Yes his rear legs are a bit far back. The bone from the hock down should be perpendicular to the floor. So you want the rear legs back just far enough to have a 90 degree angle. In an ideal rear end the tips of the toes would be below the hip joint. Hope that helps.


----------



## ArreauStandardPoodle (Sep 1, 2009)

Being allowed limited letters and spaces in a registered name, Rising From the Ashes is only going to allow for very short actual names for any puppies you produce. 8 letters to be exact.


----------



## outwest (May 1, 2011)

Take a handling class near you. They are a lot of fun and you will learn a lot! Rising from the ashes seems sad.  Of course, I know of a couple of people who have lost dogs in hideous fires so that is what comes to mind. You could shorten it to Ashes Rising or Rising Ashes. 

As far as stacking him- his tail should be straight up and his rear legs are too far back. He has a lovely long neck!


----------



## Carley's Mom (Oct 30, 2011)

I would not let any name cause me to look or not to look at your dogs, but I don't think the name sounds very positive. I think something more happy would be better IMHO.


----------



## AluePoodles (Jun 25, 2013)

Depending on what other people think of him and what I can dig up about his dam and sure and of course health testing, he probably won't sire a litter.
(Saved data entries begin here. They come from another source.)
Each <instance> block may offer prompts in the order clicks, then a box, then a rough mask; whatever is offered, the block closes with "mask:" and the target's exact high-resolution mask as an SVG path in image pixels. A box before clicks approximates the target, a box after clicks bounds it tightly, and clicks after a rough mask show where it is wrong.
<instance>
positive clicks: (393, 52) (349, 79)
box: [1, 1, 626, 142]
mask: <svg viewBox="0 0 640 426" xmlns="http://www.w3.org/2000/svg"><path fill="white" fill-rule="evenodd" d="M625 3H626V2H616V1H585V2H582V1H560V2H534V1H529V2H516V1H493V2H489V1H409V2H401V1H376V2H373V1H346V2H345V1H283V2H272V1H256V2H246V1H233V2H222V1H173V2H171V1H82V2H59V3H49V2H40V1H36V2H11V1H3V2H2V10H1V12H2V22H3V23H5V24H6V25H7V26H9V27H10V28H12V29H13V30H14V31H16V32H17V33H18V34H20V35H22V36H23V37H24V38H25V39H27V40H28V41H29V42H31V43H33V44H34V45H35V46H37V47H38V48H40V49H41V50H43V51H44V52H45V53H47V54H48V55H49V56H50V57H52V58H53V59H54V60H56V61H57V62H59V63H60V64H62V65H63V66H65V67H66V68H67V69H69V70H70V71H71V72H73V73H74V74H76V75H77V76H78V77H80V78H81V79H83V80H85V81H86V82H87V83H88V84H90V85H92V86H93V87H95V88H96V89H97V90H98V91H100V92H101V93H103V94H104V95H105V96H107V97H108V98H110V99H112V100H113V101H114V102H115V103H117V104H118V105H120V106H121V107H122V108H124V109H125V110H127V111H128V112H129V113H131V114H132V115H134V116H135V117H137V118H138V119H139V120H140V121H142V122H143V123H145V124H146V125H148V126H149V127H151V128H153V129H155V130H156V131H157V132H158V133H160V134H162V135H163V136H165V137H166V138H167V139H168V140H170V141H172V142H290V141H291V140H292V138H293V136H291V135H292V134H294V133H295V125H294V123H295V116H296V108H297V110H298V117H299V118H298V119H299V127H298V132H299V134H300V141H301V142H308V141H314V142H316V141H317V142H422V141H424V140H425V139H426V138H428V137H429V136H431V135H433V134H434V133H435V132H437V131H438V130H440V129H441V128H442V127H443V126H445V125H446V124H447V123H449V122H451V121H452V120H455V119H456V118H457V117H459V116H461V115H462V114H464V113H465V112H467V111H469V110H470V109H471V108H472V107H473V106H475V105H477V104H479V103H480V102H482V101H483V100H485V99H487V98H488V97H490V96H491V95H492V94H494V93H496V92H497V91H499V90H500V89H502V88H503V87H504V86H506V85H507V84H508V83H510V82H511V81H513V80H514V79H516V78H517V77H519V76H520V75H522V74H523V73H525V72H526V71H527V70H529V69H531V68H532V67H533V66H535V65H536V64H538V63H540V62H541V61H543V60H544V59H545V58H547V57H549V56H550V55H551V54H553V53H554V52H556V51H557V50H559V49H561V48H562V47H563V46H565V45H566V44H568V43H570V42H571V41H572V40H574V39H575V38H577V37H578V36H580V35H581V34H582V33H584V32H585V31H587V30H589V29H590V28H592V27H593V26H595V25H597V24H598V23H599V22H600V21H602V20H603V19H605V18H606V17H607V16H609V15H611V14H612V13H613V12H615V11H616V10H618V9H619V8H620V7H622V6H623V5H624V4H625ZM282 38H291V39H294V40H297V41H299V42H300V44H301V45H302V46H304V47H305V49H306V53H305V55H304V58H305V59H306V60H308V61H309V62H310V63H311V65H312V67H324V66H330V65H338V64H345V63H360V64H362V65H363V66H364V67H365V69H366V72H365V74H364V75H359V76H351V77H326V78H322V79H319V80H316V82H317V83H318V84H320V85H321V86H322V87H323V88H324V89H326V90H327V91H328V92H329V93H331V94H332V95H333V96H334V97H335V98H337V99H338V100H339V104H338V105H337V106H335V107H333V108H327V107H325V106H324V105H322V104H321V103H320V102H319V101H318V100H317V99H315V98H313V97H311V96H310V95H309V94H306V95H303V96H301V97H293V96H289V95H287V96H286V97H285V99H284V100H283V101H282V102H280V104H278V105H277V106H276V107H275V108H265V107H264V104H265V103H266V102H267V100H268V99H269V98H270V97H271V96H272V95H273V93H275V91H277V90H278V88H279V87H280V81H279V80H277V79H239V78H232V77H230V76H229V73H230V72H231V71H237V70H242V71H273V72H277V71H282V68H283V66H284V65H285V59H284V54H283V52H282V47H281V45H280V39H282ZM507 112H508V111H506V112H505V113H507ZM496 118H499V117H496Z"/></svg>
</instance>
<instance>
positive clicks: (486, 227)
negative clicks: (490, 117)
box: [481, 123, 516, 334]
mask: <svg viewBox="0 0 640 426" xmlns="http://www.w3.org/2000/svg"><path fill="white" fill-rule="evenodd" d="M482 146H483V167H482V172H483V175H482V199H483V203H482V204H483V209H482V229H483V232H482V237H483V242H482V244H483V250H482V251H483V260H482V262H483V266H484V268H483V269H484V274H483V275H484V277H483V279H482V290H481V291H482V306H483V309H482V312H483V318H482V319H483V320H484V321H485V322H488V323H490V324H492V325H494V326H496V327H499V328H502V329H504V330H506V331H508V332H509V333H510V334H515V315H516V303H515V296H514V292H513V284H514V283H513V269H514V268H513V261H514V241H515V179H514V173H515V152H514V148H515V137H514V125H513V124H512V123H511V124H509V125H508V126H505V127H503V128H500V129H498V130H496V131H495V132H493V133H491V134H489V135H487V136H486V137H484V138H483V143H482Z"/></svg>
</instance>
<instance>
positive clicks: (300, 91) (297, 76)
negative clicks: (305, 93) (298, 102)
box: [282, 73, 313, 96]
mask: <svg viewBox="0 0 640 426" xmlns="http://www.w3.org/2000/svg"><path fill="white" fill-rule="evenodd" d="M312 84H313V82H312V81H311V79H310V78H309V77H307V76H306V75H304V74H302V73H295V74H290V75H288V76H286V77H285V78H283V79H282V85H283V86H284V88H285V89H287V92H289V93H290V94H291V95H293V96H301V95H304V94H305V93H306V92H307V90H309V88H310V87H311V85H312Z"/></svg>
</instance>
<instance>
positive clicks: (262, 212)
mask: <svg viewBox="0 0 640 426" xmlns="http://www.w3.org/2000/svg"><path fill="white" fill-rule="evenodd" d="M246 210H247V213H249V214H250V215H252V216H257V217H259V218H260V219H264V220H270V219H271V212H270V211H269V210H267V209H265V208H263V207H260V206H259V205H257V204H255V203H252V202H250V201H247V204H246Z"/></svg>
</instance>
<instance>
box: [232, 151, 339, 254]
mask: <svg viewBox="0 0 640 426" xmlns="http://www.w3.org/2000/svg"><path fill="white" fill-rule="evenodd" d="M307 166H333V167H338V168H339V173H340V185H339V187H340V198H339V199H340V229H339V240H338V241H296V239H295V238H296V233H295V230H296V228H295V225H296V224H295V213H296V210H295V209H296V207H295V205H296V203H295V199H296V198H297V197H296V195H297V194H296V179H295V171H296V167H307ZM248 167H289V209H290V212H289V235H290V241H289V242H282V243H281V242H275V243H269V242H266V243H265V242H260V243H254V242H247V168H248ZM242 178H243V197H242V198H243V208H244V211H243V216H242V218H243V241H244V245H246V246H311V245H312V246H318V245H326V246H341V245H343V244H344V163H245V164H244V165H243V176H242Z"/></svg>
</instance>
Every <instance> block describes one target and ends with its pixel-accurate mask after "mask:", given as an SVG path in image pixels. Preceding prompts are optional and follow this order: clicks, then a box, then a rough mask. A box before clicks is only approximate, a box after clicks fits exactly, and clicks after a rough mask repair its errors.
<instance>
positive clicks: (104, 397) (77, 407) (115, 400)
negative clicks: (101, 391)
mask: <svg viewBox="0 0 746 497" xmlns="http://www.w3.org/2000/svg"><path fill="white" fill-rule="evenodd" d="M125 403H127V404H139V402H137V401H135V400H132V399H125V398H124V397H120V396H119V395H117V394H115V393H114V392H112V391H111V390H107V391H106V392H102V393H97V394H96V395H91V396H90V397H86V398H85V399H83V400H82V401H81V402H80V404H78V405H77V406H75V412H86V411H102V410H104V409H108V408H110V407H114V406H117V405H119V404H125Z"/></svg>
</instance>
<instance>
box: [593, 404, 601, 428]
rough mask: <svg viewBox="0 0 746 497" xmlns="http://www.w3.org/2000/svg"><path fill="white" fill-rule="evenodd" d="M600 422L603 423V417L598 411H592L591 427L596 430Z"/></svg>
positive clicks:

I didn't think about future litters though way in the future.

I was attracted to that kennel name because of an..."altercation"? I had had with a very sneaky breeder who told me people "know about me" and how I'm basically on people's black list because I had investigated her claims of health testing her dogs..and I'm the bad person. I then got bombarded by her followers telling me how I'm such a horrible person and how I will never amount to anything in the dog world.


It didn't seem negative to me. To me, it was powerful. Like..you can kick me but you won't keep me down kind of thing. But, I see what you mean.

Yeah, trying to have my boyfriend hold him in the stack was not easy. I've been studying the illustrated standard and I've been trying very, very hard to pick his faults out. Plus I've been studying The Complete Poodle cover to cover again and again. I'm no where near ready to go out and pick my own bitch who complements a stud dog physically and pedigree wise. NO WHERE near. I would rather co own and learn under the wing of a mentor, then in 5ish years venture out.

I cannot at this time attend a handling class, so pretty much I'm learning off YouTube videos and all my gazillion books. I have an outage coming up in 2 weeks, so I won't be able to seriously work with him until after. It is not ideal, but it is what it is.

I will brain storm for a different kennel name, there is no rush . Hoping to get a movement video later this week. I'm letting him be a silly puppy for the moment..pretty much living by The Complete Poodle right now LOL!


----------



## poolann (Jan 31, 2013)

How about just RFA? BTW it helps to have someone else look at your stacking & let you know where to adjust. If you don't have someone knowledgeable handy you could hand BF the book/ diagram & let him watch. I had a really hard time telling when I got it right & of course puppies very rarely stay still to let you step to the side to check your work lol


----------



## AluePoodles (Jun 25, 2013)

Lol well I knew it wasn't right when I took the picture, so I guess that means something, right?? 

We are back to the drawing board, no big deal .


----------



## patk (Jun 13, 2013)

i like your attitude kelseyrose03. and poolann's suggestion of rfa sounds good to me. yes, finding a mentor would really be a good move. best of luck in your endeavor.


----------